Lundi, des militants écologiques du monde entier ont essayé de réveiller les négociations en faisant « un maximum de bruit pour que les gouvernements s’engagent fortement sur le front des changements climatiques ». Aujourd’hui, le secrétaire général de l'ONU, Ban Ki-moon, a invités les chefs d’Etat à un Sommet sur les changements climatiques dans le but de « mobiliser la volonté politique et la vision nécessaires pour atteindre un accord ambitieux et scientifiquement fondé aux pourparlers des Nations Unies sur le climat à Copenhague ». A moins de 75 jours de l’ouverture du sommet de Copenhague, le rythme s’accélère. Et le pessimisme ambiant grimpe, en constatant que les désaccords persistent entre nations développées et en développement sur les moyens de réduire les émissions de gaz à effet de serre.

 

Nous sommes loin d’un accord ambitieux à la hauteur des enjeux. Les enjeux ? Cette vidéo réalisée par une militante d'Attac en fait le tour mieux qu’un discours.


A écouter ces interventions, il est grand temps de mettre une énorme pression populaire sur les gouvernements du Nord pour qu’ils acceptent enfin de prendre les engagements et les mesures qui s’imposent pour assurer une transition contrôlée de nos économies[1]. Qui dit transition, dit coûts. Et sans cette mobilisation populaire, grands sont les risques que les puissants fassent payer ces transitions par les plus pauvres, au Sud comme au Nord.
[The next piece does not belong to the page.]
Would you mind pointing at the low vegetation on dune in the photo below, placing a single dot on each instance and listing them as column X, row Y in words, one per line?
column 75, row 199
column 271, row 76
Comme l’exige une nouvelle plate-forme française, nous devons agir pour le climat et la justice sociale, en même temps.

 

Les initiatives locales se multiplient. Des débats, mais aussi des actions plus spectaculaires. Au pays Basque, c’est une  traversée en vélo pendant trois jours pleins, de Mauléon à Bayonne qui s’organise. Objectif : « clamer l’impérieuse nécessité de se mobiliser pour que le sommet de Copenhague ».

 

A vos vélos…



[1] Cf. l’intervention que j’ai faite fin août et qui est retranscrite dans ce document.